Clip description
The first European settlers in Byron Bay cut the 1,000-year-old cedars. They then farmed, and fished out the whales before moving to a more environmentally friendly attitude.
This clip chosen to be PG
The first European settlers in Byron Bay cut the 1,000-year-old cedars. They then farmed, and fished out the whales before moving to a more environmentally friendly attitude.
This clip shows a series of black-and-white photographs intercut with archival black-and-white film footage, illustrating key historical changes in Byron Bay, on the northern coast of New South Wales, since European settlement. The narrator details the effects of the timber, pastoralist, sand-mining and whaling industries since 1840. Colour footage and a voice-over from an interview with Nick Shand, a local journalist, are blended with the photographs to convey Byron Bay’s transition from a working-class rural town to a community that attracted people seeking alternative lifestyles in the 1970s.
This clip starts approximately 36 minutes into the documentary.
The clip shows a series of black-and-white photographs intercut with archival film footage, illustrating key historical changes in Byron Bay since European settlement.
Narrator The first settlers called it ‘The Big Scrub’. They came to cut the cedar. That was in the 1840s. Down went the 1,000-year-old trees. Down they went for 40 years. They called it ‘red gold’ and shipped it to England and the United States until there was none left. None! Then onto the denuded land they came – the next wave of white settlers. They built their slab huts and cleared the land for beef, butter and bananas. In 1889, their ships tied up at the new jetty connecting Byron and the produce of its hinterland to the outside world. After they built the jetty, they built the first pub: the Pier Hotel. The lighthouse was built in 1900 and Byron got its first council chambers in 1906.
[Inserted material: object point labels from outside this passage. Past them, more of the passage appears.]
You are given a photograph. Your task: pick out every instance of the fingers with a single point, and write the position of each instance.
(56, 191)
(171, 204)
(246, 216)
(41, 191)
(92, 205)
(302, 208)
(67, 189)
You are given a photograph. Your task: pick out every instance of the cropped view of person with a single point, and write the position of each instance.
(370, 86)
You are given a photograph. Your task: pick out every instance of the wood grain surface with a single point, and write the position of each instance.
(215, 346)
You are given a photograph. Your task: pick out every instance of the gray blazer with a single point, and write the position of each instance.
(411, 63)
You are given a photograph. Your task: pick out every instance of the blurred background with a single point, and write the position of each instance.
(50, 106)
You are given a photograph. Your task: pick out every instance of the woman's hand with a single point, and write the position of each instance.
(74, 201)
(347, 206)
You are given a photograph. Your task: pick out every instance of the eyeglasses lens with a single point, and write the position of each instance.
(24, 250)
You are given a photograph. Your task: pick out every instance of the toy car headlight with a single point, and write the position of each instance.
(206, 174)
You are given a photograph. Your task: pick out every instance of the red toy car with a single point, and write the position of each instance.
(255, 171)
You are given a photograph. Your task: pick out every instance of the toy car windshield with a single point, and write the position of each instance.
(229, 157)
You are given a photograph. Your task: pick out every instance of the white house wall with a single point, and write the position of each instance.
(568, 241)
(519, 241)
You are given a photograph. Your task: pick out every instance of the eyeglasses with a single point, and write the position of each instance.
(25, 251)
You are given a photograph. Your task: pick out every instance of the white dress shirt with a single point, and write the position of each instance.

A passenger ship steamed into the bay twice a week from Sydney. But in the eyes of the rest of the world, Byron was still a million miles away. The whole area expanded rapidly through the 1920s, and there were sawmills up every valley. Then came the sandminers, after the loggers and graziers, When the mineral sands ran out in the 1950s, new wealth had to be found.
We see film footage of whaling in Byron.
Narrator Byron survived by becoming a whaling town. After eight short years, the whales were gone and another human endeavour had killed the golden goose.
We see a series of black-and-white photos of a new hippie community, including photos of large ‘families’ and houses and community buildings being erected.
Narrator Then in the early ‘70s came a new tribe: people from the cities who came with the idea of living lightly on the land.
Interview with Nick Shand, a local journalist.
Nick Shand Um, I was 23 years old, I think, and uh, we had a young child and we wanted to go and live on the land, back to Mother Earth, live in a community, get away from the city, drop all those uh, all those values of uh, materialism and uh, consumerism, and uh get back to the natural life. We were hippies. We were drop-outs of the early ‘70s. And um, that’s what we did. We came to live in Mullumbimby. We were one of the first, uh, people there.
It was always a slow process building houses in those days, because of course, nobody had any money. But uh, as the community effort got behind individuals who were building their houses, and we had one work bee here and one work bee there, then, then as the houses got built, our energies turned into putting up community buildings.